Let us say that this plant had been acquired in the same way (for $40 million) by a private individual such as Henry Kaiser. Suppose he sold the plant to someone else for its full value – or suppose he sold $160 million worth of stock to several other people – thus taking his “profit.” In either case the new capitalists would look for the return on the $200 million, not the $40 million. And if they could get 2% bank interest, i.e., $4 million, it would be cold comfort to tell them that the plant is netting $4 million which is really 10% of $40 million!
Nevertheless, it is of course true that steel profits have been going up, even apart from “gifts” and other hidden items, if only because of the steel shortage and the extremely high production rate. However, the “declining rate of profit” does not refer to a year-by-year subtraction, but to a tendency. And we indicate this tendency over the long-term period only to come to our main point which is the constantly increasing concentration of capital and its effect on the “break-even” point.
There has never been any great controversy over this percentage figure, and we have taken the industry’s figures which have been public for some time. Nathan, in his very conscientious report, states that he thinks the corporations’ own figures were correct for the pre-war period, but now believes that the “break-even” point ‘has gone down instead of up.
Due to the recent drop in raw materials prices and to many other factors, such as the war “extras” mentioned above, a good case can be made for the 33% figure. But again, only with limitations. Nathan rightly ridicules the companies’ phony claims for depreciation allowances during the war. Nevertheless actual depreciation is beginning to play a larger and larger role than ever before. And if you go on the theory that the industry must struggle through many years of peace, their war-time fatness counts for less and less.
The corporations themselves have naturally disregarded their war-time peccadillos in figuring their “break-even” point. They are interested in the “long pull” considerations and are more concerned with theoretical aspects of the matter. This touching devotion to theory on their part is of course closely related to their affection for profits. (The Bureau of Internal Revenue might well take Nathan’s tip and clip them for another big chunk of tax money.) But it must be recognized that if the Nathan figure for the “break-even” point were correct in any long-term or general sense, the larger companies would not have hesitated to build great new plants in the post war years in order to get the gravy profits from the steel shortage – and without fear of cut-backs causing any actual loss.

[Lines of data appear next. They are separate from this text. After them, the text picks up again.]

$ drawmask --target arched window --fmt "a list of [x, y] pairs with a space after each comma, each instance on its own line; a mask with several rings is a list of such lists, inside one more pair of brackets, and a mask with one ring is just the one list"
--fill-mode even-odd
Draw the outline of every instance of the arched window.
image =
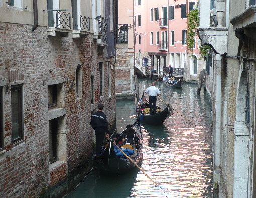
[[79, 64], [76, 68], [76, 96], [81, 98], [82, 94], [82, 68]]
[[138, 26], [139, 27], [140, 27], [141, 26], [141, 16], [138, 15]]
[[196, 58], [196, 56], [193, 56], [194, 58], [194, 68], [193, 70], [193, 74], [194, 75], [196, 75], [197, 74], [197, 59]]

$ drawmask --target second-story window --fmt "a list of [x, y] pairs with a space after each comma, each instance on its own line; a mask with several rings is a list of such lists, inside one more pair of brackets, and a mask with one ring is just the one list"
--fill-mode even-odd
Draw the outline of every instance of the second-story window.
[[171, 6], [169, 7], [169, 20], [174, 20], [174, 7]]
[[183, 4], [180, 5], [181, 11], [181, 18], [187, 18], [187, 5]]
[[159, 20], [159, 16], [158, 16], [158, 8], [155, 8], [154, 9], [154, 12], [155, 12], [155, 21], [158, 22], [158, 20]]
[[139, 27], [140, 27], [141, 26], [141, 19], [140, 15], [138, 16], [138, 26]]
[[182, 45], [187, 44], [187, 30], [182, 30]]
[[150, 9], [150, 22], [153, 21], [153, 8]]

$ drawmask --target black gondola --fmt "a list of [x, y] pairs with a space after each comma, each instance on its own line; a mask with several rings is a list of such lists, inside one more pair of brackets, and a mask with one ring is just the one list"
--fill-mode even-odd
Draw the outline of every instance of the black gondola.
[[[132, 128], [136, 132], [137, 140], [134, 146], [129, 144], [124, 144], [119, 146], [121, 148], [127, 147], [133, 148], [134, 154], [130, 156], [137, 165], [142, 160], [143, 138], [141, 128], [140, 119], [137, 118], [136, 122], [132, 125]], [[121, 136], [122, 132], [120, 134]], [[104, 174], [117, 175], [123, 174], [129, 172], [129, 170], [135, 167], [135, 164], [126, 157], [119, 158], [116, 154], [112, 140], [109, 140], [103, 146], [103, 151], [99, 159], [95, 162], [95, 168], [101, 174]], [[117, 148], [118, 150], [118, 148]]]
[[169, 104], [162, 112], [155, 114], [150, 115], [144, 114], [141, 110], [142, 106], [144, 105], [148, 105], [148, 100], [144, 96], [144, 93], [142, 95], [141, 100], [139, 102], [136, 108], [136, 112], [140, 120], [142, 122], [144, 122], [150, 125], [161, 125], [163, 124], [167, 116], [169, 114]]
[[179, 81], [174, 84], [169, 84], [167, 80], [163, 80], [163, 82], [166, 86], [168, 86], [170, 88], [182, 88], [181, 80], [180, 79], [179, 80]]

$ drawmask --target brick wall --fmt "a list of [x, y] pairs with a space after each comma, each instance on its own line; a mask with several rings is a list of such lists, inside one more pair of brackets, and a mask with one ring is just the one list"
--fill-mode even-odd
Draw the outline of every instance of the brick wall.
[[[35, 196], [45, 192], [76, 170], [88, 167], [92, 156], [94, 131], [90, 126], [90, 76], [94, 74], [95, 104], [104, 104], [110, 128], [115, 128], [115, 66], [111, 72], [111, 96], [107, 86], [107, 58], [96, 40], [87, 38], [47, 36], [39, 27], [31, 34], [31, 26], [0, 23], [0, 82], [4, 94], [4, 151], [0, 152], [0, 196]], [[104, 93], [99, 96], [99, 60], [104, 65]], [[112, 58], [109, 60], [113, 65]], [[76, 71], [82, 70], [82, 96], [77, 98]], [[49, 165], [47, 84], [64, 86], [67, 156], [61, 167]], [[56, 82], [56, 84], [58, 84]], [[12, 144], [11, 86], [23, 84], [24, 140]], [[95, 110], [97, 110], [95, 109]], [[52, 164], [51, 166], [52, 166]], [[56, 176], [58, 178], [56, 178]]]

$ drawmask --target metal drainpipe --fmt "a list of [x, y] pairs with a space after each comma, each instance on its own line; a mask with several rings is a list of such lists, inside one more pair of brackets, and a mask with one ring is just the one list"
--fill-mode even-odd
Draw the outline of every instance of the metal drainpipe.
[[31, 32], [33, 32], [38, 26], [38, 16], [37, 12], [37, 0], [33, 0], [34, 25]]

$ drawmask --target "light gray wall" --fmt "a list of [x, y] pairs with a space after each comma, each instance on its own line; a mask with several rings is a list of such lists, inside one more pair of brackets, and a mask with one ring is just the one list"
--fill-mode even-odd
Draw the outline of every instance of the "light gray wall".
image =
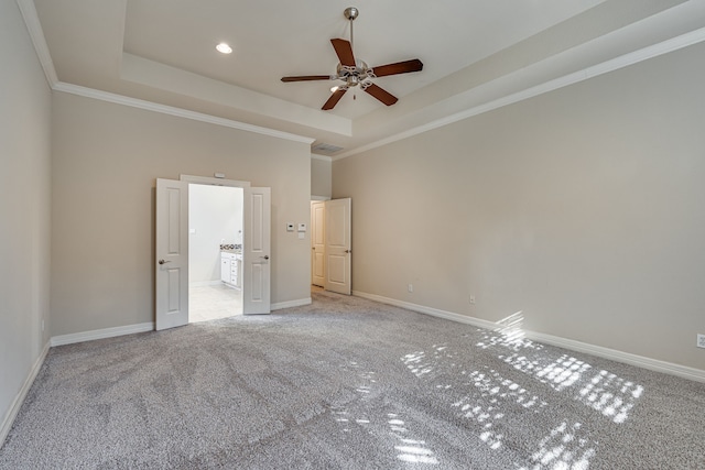
[[51, 90], [14, 1], [0, 2], [0, 64], [2, 424], [48, 340], [50, 306]]
[[189, 283], [220, 280], [220, 244], [242, 244], [242, 203], [241, 188], [189, 186]]
[[272, 303], [310, 298], [311, 149], [183, 118], [54, 94], [52, 335], [153, 321], [155, 178], [272, 188]]
[[490, 321], [522, 311], [531, 331], [705, 370], [703, 57], [691, 46], [334, 162], [354, 291]]
[[333, 163], [311, 156], [311, 195], [329, 198], [333, 193]]

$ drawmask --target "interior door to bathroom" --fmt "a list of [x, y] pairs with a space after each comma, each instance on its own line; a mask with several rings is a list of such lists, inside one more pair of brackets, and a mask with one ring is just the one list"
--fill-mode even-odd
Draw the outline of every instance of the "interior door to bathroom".
[[155, 327], [188, 324], [188, 183], [156, 179]]
[[269, 314], [271, 277], [271, 190], [245, 190], [243, 314]]

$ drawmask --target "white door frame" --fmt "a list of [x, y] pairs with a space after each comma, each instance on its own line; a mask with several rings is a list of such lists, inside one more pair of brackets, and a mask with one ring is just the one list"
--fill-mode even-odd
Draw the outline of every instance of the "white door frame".
[[162, 330], [188, 323], [188, 184], [156, 178], [155, 186], [154, 328]]
[[[158, 178], [158, 179], [163, 179], [163, 178]], [[225, 179], [225, 178], [212, 178], [212, 177], [207, 177], [207, 176], [194, 176], [194, 175], [180, 175], [180, 182], [184, 183], [186, 185], [186, 187], [189, 184], [200, 184], [200, 185], [209, 185], [209, 186], [226, 186], [226, 187], [240, 187], [243, 189], [245, 194], [248, 194], [250, 192], [250, 182], [243, 182], [243, 181], [237, 181], [237, 179]], [[269, 199], [268, 199], [269, 200]], [[243, 200], [243, 204], [247, 204], [246, 200]], [[187, 218], [186, 218], [186, 225], [187, 225]], [[243, 231], [246, 231], [248, 229], [248, 220], [243, 217]], [[159, 230], [159, 225], [156, 230]], [[186, 227], [185, 233], [188, 233], [188, 227]], [[159, 234], [159, 233], [158, 233]], [[187, 244], [187, 243], [186, 243]], [[158, 258], [160, 256], [161, 253], [156, 253]], [[247, 253], [242, 253], [243, 256], [243, 264], [247, 262]], [[186, 252], [186, 273], [187, 273], [187, 266], [188, 265], [188, 261], [187, 261], [187, 252]], [[159, 269], [159, 267], [158, 267]], [[246, 280], [243, 280], [243, 283], [247, 282]], [[186, 277], [186, 289], [185, 289], [185, 303], [187, 305], [188, 302], [188, 288], [187, 288], [187, 284], [188, 280]], [[243, 294], [245, 294], [245, 289], [247, 288], [247, 286], [243, 284]], [[270, 292], [269, 288], [267, 288], [267, 295], [269, 297]], [[270, 305], [270, 299], [267, 299], [267, 306], [269, 307]], [[183, 300], [182, 300], [183, 303]], [[245, 303], [243, 303], [243, 314], [247, 314], [248, 311], [245, 311], [247, 309]], [[264, 313], [264, 311], [256, 311], [256, 313]], [[269, 313], [269, 308], [268, 311]], [[187, 310], [186, 310], [186, 315], [187, 315]], [[187, 317], [186, 317], [186, 323], [187, 323]], [[173, 326], [180, 326], [180, 325], [184, 325], [185, 323], [180, 323], [178, 325], [174, 324]], [[169, 328], [169, 326], [164, 326], [165, 328]]]
[[351, 294], [352, 278], [352, 199], [325, 201], [326, 219], [326, 291]]
[[326, 278], [325, 200], [311, 201], [311, 284], [323, 287]]

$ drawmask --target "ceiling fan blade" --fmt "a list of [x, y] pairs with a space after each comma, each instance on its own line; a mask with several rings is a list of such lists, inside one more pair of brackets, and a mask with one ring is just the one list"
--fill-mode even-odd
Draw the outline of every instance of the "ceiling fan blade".
[[335, 53], [338, 55], [338, 59], [341, 65], [348, 67], [355, 67], [355, 55], [352, 55], [352, 45], [346, 40], [330, 40]]
[[308, 81], [308, 80], [332, 80], [330, 75], [302, 75], [299, 77], [282, 77], [282, 81]]
[[410, 72], [421, 72], [423, 63], [417, 58], [411, 61], [398, 62], [395, 64], [380, 65], [372, 67], [376, 77], [384, 77], [387, 75], [409, 74]]
[[387, 106], [392, 106], [397, 102], [397, 97], [394, 95], [391, 95], [389, 91], [386, 91], [375, 84], [370, 84], [370, 86], [365, 88], [365, 91], [372, 95], [375, 98], [379, 99]]
[[325, 102], [325, 105], [323, 105], [323, 110], [328, 110], [328, 109], [333, 109], [335, 108], [335, 106], [338, 103], [338, 101], [340, 101], [340, 98], [343, 98], [343, 95], [345, 95], [345, 92], [347, 91], [347, 88], [338, 88], [337, 90], [335, 90], [333, 92], [333, 95], [330, 95], [330, 98], [328, 98], [328, 100]]

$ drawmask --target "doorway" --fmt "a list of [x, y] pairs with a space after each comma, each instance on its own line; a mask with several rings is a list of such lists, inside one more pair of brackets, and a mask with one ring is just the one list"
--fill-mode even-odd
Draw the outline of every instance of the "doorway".
[[188, 323], [242, 315], [243, 193], [188, 185]]
[[311, 285], [351, 294], [350, 198], [311, 201]]
[[243, 189], [242, 313], [269, 314], [271, 188], [189, 175], [182, 175], [180, 181], [156, 178], [155, 329], [188, 324], [188, 189], [192, 183]]

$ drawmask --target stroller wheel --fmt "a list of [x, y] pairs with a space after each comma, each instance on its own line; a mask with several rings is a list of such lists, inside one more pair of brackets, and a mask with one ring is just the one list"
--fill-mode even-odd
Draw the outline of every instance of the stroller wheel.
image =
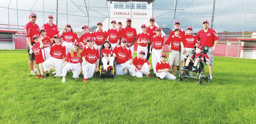
[[179, 77], [178, 78], [178, 81], [182, 81], [182, 79], [180, 77]]
[[206, 77], [205, 78], [205, 80], [206, 80], [206, 82], [210, 82], [210, 75], [207, 75], [207, 76], [206, 76]]

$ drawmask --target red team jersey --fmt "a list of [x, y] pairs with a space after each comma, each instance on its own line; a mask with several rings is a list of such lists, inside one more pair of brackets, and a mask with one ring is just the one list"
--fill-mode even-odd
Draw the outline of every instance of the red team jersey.
[[72, 41], [72, 43], [75, 41], [75, 39], [76, 39], [77, 41], [79, 41], [76, 34], [72, 31], [63, 32], [62, 37], [64, 41]]
[[193, 58], [194, 57], [195, 58], [195, 59], [194, 59], [194, 60], [195, 59], [196, 59], [196, 58], [198, 57], [199, 56], [201, 55], [201, 54], [202, 55], [201, 57], [201, 58], [200, 58], [201, 59], [201, 61], [204, 61], [204, 57], [205, 57], [206, 59], [210, 59], [209, 58], [209, 57], [208, 57], [208, 56], [207, 56], [206, 54], [204, 53], [198, 53], [196, 54], [193, 54], [192, 55], [192, 56], [191, 56], [191, 58], [193, 59]]
[[121, 31], [119, 30], [116, 29], [113, 30], [110, 29], [108, 30], [107, 33], [107, 37], [108, 37], [108, 41], [110, 43], [115, 43], [117, 42], [118, 39], [120, 39], [120, 33]]
[[92, 37], [92, 35], [91, 32], [89, 32], [87, 33], [84, 33], [83, 34], [82, 36], [80, 37], [79, 41], [83, 42], [83, 43], [84, 43], [84, 45], [86, 45], [87, 44], [87, 42], [86, 42], [86, 38], [89, 37]]
[[54, 58], [63, 59], [63, 58], [65, 57], [66, 56], [66, 47], [62, 43], [59, 45], [54, 43], [51, 46], [50, 54]]
[[151, 44], [152, 48], [155, 49], [160, 49], [164, 45], [164, 37], [162, 35], [154, 35], [151, 38]]
[[107, 39], [107, 32], [103, 30], [99, 31], [98, 30], [95, 31], [92, 33], [94, 40], [95, 41], [95, 44], [97, 45], [101, 45]]
[[211, 47], [214, 44], [214, 41], [219, 39], [219, 37], [214, 30], [209, 28], [206, 32], [202, 30], [196, 34], [196, 37], [200, 41], [200, 45]]
[[66, 58], [66, 61], [72, 63], [80, 63], [82, 61], [82, 58], [77, 57], [77, 52], [74, 52], [74, 57], [71, 57], [70, 51], [68, 52], [67, 57]]
[[42, 42], [44, 43], [44, 48], [46, 48], [51, 46], [51, 40], [50, 37], [46, 37], [42, 40]]
[[[141, 33], [139, 34], [138, 35], [138, 36], [137, 36], [136, 40], [140, 42], [142, 41], [148, 42], [148, 40], [150, 39], [150, 37], [149, 36], [149, 33]], [[142, 47], [146, 47], [148, 46], [148, 44], [140, 43], [138, 43], [138, 45]]]
[[34, 26], [31, 22], [29, 22], [25, 25], [24, 29], [25, 30], [25, 37], [30, 37], [31, 42], [34, 43], [35, 42], [33, 40], [33, 36], [36, 34], [38, 34], [40, 35], [39, 27], [36, 24], [34, 24], [35, 26]]
[[174, 50], [180, 50], [180, 43], [181, 36], [176, 37], [172, 35], [169, 37], [169, 39], [165, 42], [165, 44], [170, 45], [171, 49]]
[[137, 37], [137, 32], [135, 28], [126, 27], [122, 30], [121, 37], [127, 39], [127, 43], [130, 43], [133, 41], [134, 37]]
[[132, 51], [129, 48], [123, 48], [121, 45], [118, 45], [113, 50], [113, 53], [116, 55], [116, 63], [124, 63], [132, 59]]
[[81, 56], [85, 57], [85, 60], [91, 64], [95, 63], [97, 59], [100, 59], [99, 51], [94, 46], [92, 48], [89, 46], [84, 47]]
[[150, 65], [146, 59], [144, 58], [143, 59], [141, 59], [139, 57], [135, 57], [132, 61], [133, 65], [136, 66], [136, 68], [139, 70], [141, 70], [141, 68], [142, 68], [143, 65], [145, 63], [148, 63], [148, 65]]
[[112, 49], [106, 49], [105, 48], [102, 49], [101, 49], [101, 54], [102, 55], [102, 56], [104, 57], [103, 53], [106, 54], [107, 56], [108, 56], [108, 55], [111, 54], [111, 56], [113, 54], [113, 51], [112, 51]]
[[170, 69], [170, 65], [169, 65], [168, 62], [166, 61], [165, 63], [162, 63], [161, 61], [160, 61], [156, 64], [156, 72], [159, 69]]
[[184, 47], [193, 48], [196, 43], [198, 43], [196, 36], [192, 35], [185, 35], [181, 37], [180, 42], [183, 43]]
[[45, 30], [45, 31], [47, 32], [47, 36], [50, 38], [52, 38], [54, 35], [59, 34], [58, 28], [57, 26], [54, 24], [51, 26], [48, 23], [46, 23], [43, 25], [42, 28]]
[[[174, 29], [170, 32], [170, 36], [174, 35], [175, 35], [175, 33], [174, 33], [175, 30], [175, 29]], [[180, 33], [179, 33], [179, 36], [182, 36], [184, 35], [185, 34], [185, 31], [181, 29], [180, 29]]]
[[41, 63], [44, 61], [45, 56], [43, 48], [40, 48], [40, 43], [36, 43], [33, 45], [33, 51], [35, 54], [35, 63]]

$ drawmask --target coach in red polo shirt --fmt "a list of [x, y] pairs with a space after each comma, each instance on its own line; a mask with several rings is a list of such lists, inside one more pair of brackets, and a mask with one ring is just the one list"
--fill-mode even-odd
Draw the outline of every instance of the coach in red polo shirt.
[[219, 37], [216, 32], [213, 29], [209, 28], [209, 22], [204, 20], [203, 22], [204, 29], [196, 34], [196, 37], [200, 41], [200, 45], [206, 46], [209, 47], [209, 52], [207, 55], [210, 57], [210, 61], [208, 64], [210, 79], [212, 79], [212, 69], [213, 68], [213, 55], [212, 53], [218, 43], [219, 42]]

At any rate, the foregoing article, analyzing the steel industry’s vulnerability from its own figures over the past few years, attempts to give some background for coming struggles. Today the magnates resist wage increases, because for the first time in years, the increases must come out of profits, directly, however big those profits may be. They cannot be passed on to the consumers so easily in the form of price increases. But tomorrow, the steel companies (if labor has not already begun its own great offensive) must initiate a life and death struggle with the unions for the reasons set forth in the article.